Creating jobs, particularly for neglected blue-collar working men, and reducing immigration have been at the center of President Trump’s agenda and a lodestar for his supporters. Lower jobless rates support the Republicans’ case that the economy is improving. And the increasingly hard line on immigration provides a framework for the administration’s policies on legal as well as illegal migrants.
At the same time, many small entrepreneurs and merchants say they have found a kindred spirit in a businessman turned president who understands and quickly responds to their needs. After all, H-2B workers are hired regularly at Mar-a-Lago, his country club in Palm Beach, Fla., and other Trump properties.
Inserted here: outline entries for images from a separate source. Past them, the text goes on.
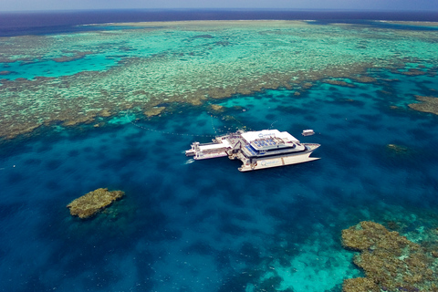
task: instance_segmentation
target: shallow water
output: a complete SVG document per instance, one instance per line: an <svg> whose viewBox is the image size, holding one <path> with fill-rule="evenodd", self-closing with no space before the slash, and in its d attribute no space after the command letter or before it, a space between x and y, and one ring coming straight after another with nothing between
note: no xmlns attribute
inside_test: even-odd
<svg viewBox="0 0 438 292"><path fill-rule="evenodd" d="M4 141L0 290L340 291L362 276L342 229L396 222L410 240L433 239L438 118L408 104L438 90L436 63L412 64L428 73L370 69L371 82L169 104L149 120L125 110L99 127ZM312 156L321 160L242 173L240 162L183 154L243 127L313 129L299 139L320 143ZM71 217L66 205L99 187L126 197L92 220Z"/></svg>

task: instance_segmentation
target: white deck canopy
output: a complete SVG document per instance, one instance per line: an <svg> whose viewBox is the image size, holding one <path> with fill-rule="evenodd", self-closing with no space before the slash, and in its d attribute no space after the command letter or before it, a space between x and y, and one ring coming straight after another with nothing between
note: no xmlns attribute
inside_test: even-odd
<svg viewBox="0 0 438 292"><path fill-rule="evenodd" d="M299 141L287 131L279 131L278 130L262 130L257 131L247 131L242 134L242 137L248 142L256 140L268 139L271 137L280 138L285 142L299 142Z"/></svg>
<svg viewBox="0 0 438 292"><path fill-rule="evenodd" d="M199 150L202 151L214 151L222 148L231 148L230 142L227 140L223 140L222 143L211 143L205 145L200 145Z"/></svg>

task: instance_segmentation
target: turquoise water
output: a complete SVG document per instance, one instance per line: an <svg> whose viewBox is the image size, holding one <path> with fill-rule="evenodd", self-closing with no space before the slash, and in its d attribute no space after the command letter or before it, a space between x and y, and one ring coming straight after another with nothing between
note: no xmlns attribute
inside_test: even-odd
<svg viewBox="0 0 438 292"><path fill-rule="evenodd" d="M395 221L418 242L437 224L437 118L409 110L413 98L380 93L423 94L419 85L433 80L374 76L399 80L318 83L298 97L266 90L221 101L228 110L213 117L180 107L150 121L120 115L121 124L5 144L2 290L340 291L361 276L342 229ZM242 173L235 161L183 155L209 140L190 135L242 124L297 136L312 128L302 141L320 143L313 155L321 160ZM93 220L71 217L66 205L99 187L126 197Z"/></svg>
<svg viewBox="0 0 438 292"><path fill-rule="evenodd" d="M6 39L1 291L341 291L364 276L343 229L436 242L438 118L409 107L436 97L435 31L209 26ZM185 157L239 129L287 130L321 159L239 172ZM101 187L126 196L69 214Z"/></svg>

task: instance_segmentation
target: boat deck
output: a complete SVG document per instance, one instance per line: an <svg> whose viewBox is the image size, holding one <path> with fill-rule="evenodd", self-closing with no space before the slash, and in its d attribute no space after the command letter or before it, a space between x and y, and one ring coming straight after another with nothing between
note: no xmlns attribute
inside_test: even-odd
<svg viewBox="0 0 438 292"><path fill-rule="evenodd" d="M253 171L317 160L309 155L319 144L300 143L287 132L277 130L260 131L237 131L218 136L213 142L194 142L185 151L194 160L228 156L242 161L241 172Z"/></svg>

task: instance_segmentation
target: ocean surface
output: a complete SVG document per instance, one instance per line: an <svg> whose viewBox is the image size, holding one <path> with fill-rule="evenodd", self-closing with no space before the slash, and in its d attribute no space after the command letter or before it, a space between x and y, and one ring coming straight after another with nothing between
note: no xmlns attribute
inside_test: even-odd
<svg viewBox="0 0 438 292"><path fill-rule="evenodd" d="M255 20L224 21L236 19ZM0 17L0 291L341 291L365 276L343 229L373 221L434 246L433 21ZM287 130L321 144L321 159L239 172L238 161L185 157L239 129ZM126 195L92 219L70 215L68 203L102 187Z"/></svg>

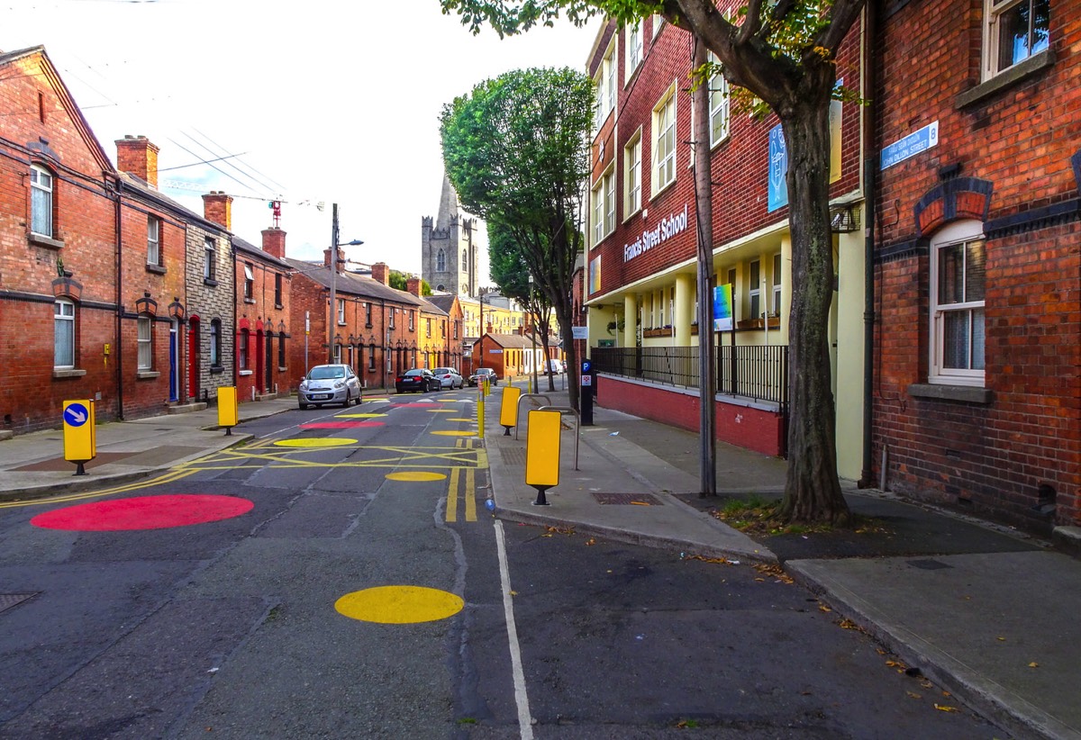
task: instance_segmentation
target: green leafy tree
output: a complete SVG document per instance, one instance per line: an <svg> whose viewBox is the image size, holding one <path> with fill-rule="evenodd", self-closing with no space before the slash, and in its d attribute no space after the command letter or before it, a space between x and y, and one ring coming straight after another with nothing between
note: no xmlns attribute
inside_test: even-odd
<svg viewBox="0 0 1081 740"><path fill-rule="evenodd" d="M443 107L446 174L469 213L506 229L556 311L569 364L593 86L572 69L502 75ZM571 404L578 405L576 384Z"/></svg>
<svg viewBox="0 0 1081 740"><path fill-rule="evenodd" d="M837 474L836 409L828 317L833 290L829 224L829 105L837 52L865 0L747 0L725 15L716 0L440 0L475 31L501 35L561 16L620 22L658 13L699 39L733 85L757 96L780 121L788 150L792 306L789 315L788 477L779 515L844 523L851 515Z"/></svg>
<svg viewBox="0 0 1081 740"><path fill-rule="evenodd" d="M548 390L556 390L551 368L547 362L548 336L551 331L551 301L544 291L530 285L530 267L521 245L515 240L511 230L498 221L488 224L488 260L492 280L499 286L499 292L508 298L513 298L530 312L533 333L539 332L540 346L544 348L544 373L548 376Z"/></svg>

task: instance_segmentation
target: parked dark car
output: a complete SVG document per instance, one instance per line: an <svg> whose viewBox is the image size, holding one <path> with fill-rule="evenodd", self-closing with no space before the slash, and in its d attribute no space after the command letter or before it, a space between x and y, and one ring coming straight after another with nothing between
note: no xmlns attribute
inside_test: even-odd
<svg viewBox="0 0 1081 740"><path fill-rule="evenodd" d="M439 378L432 375L430 369L424 367L414 367L411 371L405 371L405 373L395 379L395 390L399 393L409 393L411 391L427 393L428 391L438 391L440 388L442 388L442 384L439 381Z"/></svg>
<svg viewBox="0 0 1081 740"><path fill-rule="evenodd" d="M491 367L478 367L477 372L469 376L470 386L479 386L481 380L488 380L492 386L499 385L499 376Z"/></svg>
<svg viewBox="0 0 1081 740"><path fill-rule="evenodd" d="M316 365L301 380L296 396L301 408L324 403L339 403L348 407L350 403L363 401L360 380L349 365Z"/></svg>
<svg viewBox="0 0 1081 740"><path fill-rule="evenodd" d="M432 375L439 378L439 382L443 388L450 388L454 390L455 388L462 388L466 385L465 378L453 367L437 367L431 371Z"/></svg>

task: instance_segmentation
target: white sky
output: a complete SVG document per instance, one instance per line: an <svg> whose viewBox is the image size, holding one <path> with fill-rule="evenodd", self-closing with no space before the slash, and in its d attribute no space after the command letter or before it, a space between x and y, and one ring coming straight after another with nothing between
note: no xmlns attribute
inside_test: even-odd
<svg viewBox="0 0 1081 740"><path fill-rule="evenodd" d="M336 202L341 241L364 241L346 256L405 272L439 205L443 105L510 69L584 69L599 27L475 37L439 0L0 0L0 51L43 44L114 162L116 139L147 136L160 189L200 214L202 192L228 192L256 245L267 200L286 201L301 259L322 259ZM169 169L226 154L222 172Z"/></svg>

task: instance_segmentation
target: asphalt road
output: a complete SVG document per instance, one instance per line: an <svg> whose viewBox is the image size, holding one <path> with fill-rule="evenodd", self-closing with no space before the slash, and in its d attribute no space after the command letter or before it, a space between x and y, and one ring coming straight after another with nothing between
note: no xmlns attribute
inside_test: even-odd
<svg viewBox="0 0 1081 740"><path fill-rule="evenodd" d="M475 399L0 508L0 737L1005 737L776 574L493 519Z"/></svg>

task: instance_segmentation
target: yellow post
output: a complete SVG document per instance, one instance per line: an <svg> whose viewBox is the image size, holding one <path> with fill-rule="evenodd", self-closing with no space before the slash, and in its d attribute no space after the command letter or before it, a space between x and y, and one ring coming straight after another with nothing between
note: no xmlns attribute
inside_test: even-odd
<svg viewBox="0 0 1081 740"><path fill-rule="evenodd" d="M64 402L64 459L78 465L76 475L85 475L83 465L97 457L94 402Z"/></svg>
<svg viewBox="0 0 1081 740"><path fill-rule="evenodd" d="M232 435L232 428L240 422L237 406L237 389L232 386L217 389L217 426L225 427L226 435Z"/></svg>
<svg viewBox="0 0 1081 740"><path fill-rule="evenodd" d="M507 386L503 389L503 405L499 406L499 425L504 428L504 436L510 436L510 428L518 426L518 396L521 389Z"/></svg>
<svg viewBox="0 0 1081 740"><path fill-rule="evenodd" d="M544 492L559 485L559 412L534 408L529 413L530 436L525 443L525 485L537 489L533 506L546 507Z"/></svg>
These political crosscurrents are coursing through the Sixth District, which has one of the most closely watched midterm House races. A revision of the district’s boundaries combined with waves of immigrants and refugees from Ethiopia, Mexico and Nepal in recent decades has turned it into one of the state’s most diverse. It is one of 25 districts that sent a Republican representative to Washington in 2016 at the same time it gave Hillary Clinton a plurality — in this case, by a nine-point margin.
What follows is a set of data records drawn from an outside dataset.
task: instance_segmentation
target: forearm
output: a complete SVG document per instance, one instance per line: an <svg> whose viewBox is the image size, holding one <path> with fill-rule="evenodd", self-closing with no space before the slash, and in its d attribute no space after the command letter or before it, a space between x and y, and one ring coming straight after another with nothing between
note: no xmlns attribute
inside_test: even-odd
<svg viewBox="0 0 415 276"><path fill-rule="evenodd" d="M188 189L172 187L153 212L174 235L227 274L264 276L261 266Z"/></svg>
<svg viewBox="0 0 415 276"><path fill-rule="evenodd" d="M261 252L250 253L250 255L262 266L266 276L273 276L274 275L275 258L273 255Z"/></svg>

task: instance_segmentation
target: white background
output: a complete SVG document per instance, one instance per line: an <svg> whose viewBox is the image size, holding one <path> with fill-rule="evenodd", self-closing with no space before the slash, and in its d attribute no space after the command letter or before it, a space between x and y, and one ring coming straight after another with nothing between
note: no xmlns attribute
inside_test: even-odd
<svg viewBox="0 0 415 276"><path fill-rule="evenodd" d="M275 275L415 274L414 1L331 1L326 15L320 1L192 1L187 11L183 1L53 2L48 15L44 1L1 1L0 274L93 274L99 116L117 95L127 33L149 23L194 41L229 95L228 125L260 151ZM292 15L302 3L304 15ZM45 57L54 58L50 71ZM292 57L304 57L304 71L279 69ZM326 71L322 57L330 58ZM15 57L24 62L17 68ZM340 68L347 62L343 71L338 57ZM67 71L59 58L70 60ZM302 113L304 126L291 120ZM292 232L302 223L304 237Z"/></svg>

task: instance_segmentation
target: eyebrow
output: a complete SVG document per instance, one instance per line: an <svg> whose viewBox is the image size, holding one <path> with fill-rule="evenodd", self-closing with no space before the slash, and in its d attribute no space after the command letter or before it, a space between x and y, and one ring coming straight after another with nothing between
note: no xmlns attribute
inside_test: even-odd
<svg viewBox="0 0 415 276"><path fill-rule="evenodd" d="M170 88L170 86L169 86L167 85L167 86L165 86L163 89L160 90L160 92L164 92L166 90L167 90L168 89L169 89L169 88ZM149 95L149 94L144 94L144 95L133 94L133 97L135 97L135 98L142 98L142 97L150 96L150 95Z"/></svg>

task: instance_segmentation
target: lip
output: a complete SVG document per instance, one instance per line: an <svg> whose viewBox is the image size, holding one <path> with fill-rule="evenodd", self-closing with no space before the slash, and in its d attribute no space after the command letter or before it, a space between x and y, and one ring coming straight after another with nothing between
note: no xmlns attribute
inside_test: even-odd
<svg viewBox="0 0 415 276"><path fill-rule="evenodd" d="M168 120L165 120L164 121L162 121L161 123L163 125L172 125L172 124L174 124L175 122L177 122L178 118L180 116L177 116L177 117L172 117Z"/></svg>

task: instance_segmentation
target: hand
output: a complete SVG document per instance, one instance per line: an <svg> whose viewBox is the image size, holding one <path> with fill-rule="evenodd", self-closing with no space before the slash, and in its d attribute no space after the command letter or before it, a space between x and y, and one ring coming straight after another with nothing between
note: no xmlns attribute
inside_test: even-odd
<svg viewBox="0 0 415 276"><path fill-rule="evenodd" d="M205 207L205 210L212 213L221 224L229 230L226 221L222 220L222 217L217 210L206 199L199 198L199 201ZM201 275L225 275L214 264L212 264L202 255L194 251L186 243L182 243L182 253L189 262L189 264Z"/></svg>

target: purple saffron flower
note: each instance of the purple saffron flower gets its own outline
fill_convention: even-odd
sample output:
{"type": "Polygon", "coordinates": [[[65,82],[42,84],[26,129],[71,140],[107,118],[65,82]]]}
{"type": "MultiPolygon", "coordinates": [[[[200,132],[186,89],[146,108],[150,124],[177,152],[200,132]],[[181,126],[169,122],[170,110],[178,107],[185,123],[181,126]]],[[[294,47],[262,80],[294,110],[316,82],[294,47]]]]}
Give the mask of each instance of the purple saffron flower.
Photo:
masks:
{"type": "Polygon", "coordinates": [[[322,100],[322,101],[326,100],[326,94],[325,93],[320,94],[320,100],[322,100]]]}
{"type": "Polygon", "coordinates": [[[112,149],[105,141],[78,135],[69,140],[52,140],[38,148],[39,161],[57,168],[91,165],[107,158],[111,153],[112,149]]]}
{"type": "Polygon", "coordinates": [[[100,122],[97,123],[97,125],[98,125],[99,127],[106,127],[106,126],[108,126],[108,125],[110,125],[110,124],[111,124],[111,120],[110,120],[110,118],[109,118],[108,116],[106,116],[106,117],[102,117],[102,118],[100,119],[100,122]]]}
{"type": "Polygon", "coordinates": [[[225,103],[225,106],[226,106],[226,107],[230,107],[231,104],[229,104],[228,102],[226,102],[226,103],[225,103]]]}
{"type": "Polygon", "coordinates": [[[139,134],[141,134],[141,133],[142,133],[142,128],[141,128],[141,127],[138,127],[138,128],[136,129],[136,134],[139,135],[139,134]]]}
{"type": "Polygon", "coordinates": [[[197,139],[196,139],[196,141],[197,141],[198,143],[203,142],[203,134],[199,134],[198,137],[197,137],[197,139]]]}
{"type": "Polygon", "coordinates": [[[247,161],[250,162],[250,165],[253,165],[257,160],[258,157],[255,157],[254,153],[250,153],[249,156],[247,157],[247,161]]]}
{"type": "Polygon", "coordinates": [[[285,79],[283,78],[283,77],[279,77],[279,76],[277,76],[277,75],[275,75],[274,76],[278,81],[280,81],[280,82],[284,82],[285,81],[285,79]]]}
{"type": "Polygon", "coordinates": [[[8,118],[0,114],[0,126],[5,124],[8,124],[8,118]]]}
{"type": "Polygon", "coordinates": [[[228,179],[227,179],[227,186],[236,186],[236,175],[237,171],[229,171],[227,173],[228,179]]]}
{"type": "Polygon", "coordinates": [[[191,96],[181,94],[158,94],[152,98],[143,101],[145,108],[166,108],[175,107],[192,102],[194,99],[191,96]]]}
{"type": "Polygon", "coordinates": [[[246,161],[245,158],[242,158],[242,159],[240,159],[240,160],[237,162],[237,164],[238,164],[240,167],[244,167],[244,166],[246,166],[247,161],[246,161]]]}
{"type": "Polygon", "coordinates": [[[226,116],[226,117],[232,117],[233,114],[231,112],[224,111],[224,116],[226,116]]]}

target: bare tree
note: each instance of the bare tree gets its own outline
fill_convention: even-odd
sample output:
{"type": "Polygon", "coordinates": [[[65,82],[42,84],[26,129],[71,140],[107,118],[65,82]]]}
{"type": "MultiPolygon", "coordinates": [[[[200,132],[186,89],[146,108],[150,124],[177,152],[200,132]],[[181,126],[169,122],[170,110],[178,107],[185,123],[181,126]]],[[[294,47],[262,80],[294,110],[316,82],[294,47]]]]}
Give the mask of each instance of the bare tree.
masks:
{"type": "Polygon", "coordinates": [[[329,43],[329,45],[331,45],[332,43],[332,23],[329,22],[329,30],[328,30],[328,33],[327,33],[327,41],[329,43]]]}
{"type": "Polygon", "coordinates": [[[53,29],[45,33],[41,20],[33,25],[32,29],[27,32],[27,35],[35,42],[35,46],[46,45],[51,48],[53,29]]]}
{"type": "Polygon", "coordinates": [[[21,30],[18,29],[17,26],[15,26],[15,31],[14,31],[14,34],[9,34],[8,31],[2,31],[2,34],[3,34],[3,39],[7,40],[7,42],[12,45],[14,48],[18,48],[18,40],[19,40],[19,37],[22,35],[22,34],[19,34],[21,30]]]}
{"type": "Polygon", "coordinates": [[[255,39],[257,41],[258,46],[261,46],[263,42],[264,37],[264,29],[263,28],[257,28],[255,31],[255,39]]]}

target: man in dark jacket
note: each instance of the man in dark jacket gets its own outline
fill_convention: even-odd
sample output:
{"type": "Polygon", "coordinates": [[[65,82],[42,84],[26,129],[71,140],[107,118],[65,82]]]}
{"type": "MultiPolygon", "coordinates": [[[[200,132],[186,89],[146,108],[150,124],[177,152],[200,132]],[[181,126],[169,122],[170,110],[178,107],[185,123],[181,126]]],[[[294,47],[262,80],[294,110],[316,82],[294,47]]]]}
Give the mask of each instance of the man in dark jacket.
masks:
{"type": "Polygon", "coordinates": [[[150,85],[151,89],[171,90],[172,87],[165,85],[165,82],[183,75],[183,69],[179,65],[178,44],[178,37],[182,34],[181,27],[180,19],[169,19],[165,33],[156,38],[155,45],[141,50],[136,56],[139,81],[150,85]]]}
Defeating the five-term Republican incumbent, Mike Coffman, is a critical part of the Democrats’ push to win back the House in November.
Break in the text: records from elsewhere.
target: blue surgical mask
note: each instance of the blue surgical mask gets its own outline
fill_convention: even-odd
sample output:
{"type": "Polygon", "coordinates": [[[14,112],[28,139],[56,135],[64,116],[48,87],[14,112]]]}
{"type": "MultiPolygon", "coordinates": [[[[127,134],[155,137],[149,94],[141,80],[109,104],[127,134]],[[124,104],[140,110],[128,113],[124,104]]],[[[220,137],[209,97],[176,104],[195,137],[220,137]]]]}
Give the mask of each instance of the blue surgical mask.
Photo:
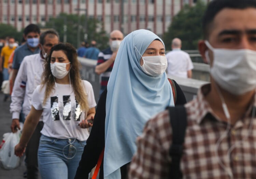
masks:
{"type": "Polygon", "coordinates": [[[38,38],[31,38],[27,40],[28,44],[31,47],[36,47],[39,43],[39,39],[38,38]]]}

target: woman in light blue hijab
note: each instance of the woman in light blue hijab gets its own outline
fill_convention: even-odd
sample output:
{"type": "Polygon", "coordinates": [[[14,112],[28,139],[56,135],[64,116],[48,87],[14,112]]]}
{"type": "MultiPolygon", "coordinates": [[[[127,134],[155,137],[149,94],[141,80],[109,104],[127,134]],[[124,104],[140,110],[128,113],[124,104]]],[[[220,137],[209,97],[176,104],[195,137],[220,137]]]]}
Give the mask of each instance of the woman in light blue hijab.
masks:
{"type": "MultiPolygon", "coordinates": [[[[124,39],[108,91],[105,90],[99,101],[75,179],[88,176],[101,159],[104,146],[104,167],[101,165],[99,178],[103,178],[104,173],[104,178],[121,178],[122,166],[122,178],[126,178],[125,165],[136,150],[136,139],[142,133],[145,124],[167,106],[174,105],[172,88],[165,72],[165,52],[162,41],[148,30],[134,31],[124,39]]],[[[184,104],[184,94],[173,82],[177,95],[174,95],[175,104],[184,104]]]]}
{"type": "Polygon", "coordinates": [[[146,122],[174,105],[167,67],[163,42],[152,32],[136,30],[122,42],[107,87],[104,178],[121,178],[119,168],[131,161],[146,122]],[[157,50],[149,49],[153,42],[157,50]]]}

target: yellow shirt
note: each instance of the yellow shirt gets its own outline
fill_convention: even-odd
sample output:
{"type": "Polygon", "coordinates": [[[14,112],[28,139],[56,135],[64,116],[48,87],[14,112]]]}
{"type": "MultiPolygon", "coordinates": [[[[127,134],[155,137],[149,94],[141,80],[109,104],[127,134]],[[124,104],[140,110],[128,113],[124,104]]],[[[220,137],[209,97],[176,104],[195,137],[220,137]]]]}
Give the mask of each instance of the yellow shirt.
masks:
{"type": "Polygon", "coordinates": [[[3,57],[4,59],[4,68],[8,68],[8,61],[9,60],[9,57],[15,48],[16,48],[16,47],[14,47],[13,48],[11,48],[9,46],[5,46],[2,49],[1,56],[3,57]]]}

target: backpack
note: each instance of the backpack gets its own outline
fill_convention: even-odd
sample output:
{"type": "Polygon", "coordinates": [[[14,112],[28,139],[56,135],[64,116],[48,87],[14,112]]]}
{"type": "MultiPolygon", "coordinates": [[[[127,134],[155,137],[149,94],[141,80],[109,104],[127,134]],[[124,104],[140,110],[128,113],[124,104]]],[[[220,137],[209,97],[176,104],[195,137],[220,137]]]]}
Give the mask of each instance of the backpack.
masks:
{"type": "Polygon", "coordinates": [[[171,162],[169,168],[169,178],[182,178],[180,162],[183,152],[187,127],[187,113],[183,105],[168,107],[170,116],[170,122],[172,130],[172,143],[169,149],[171,162]]]}

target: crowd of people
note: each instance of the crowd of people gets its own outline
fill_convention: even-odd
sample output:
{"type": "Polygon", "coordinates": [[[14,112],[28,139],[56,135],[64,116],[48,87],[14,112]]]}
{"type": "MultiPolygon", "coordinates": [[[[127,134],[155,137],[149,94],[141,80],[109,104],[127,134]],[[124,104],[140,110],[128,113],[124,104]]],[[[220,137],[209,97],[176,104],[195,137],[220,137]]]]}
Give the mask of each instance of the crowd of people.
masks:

Mr. Coffman distanced himself from Mr. Trump during the 2016 campaign, though he has supported him in more than 95 percent of his House votes. On immigration, Mr. Coffman has taken a more moderate line, supporting, for example, a permanent solution for the so-called Dreamers, undocumented adults who were brought to the United States as children. And he recently called on the president to part ways with his adviser Stephen Miller over the family separation issue.
Ms. Fox, who describes herself as a fierce independent and a “conservative by nature,” said that the Dreamers should be protected from deportation and that she was disturbed that children were being separated from their parents at the border.
“I don’t agree with any of it,” said Ms. Fox, who wants a long-term immigration policy. She hasn’t settled on her midterm vote yet, but said she liked Mr. Coffman.
As for the H-2B program, Mr. Steinhauer and Ms. Fox said they did not blame Mr. Trump for its flaws, noting that there were similar problems under Presidents Barack Obama and George W. Bush.
“I put the blame on Congress,” Ms. Fox said. “The whole issue is so toxic. Everyone in politics is afraid to do anything.”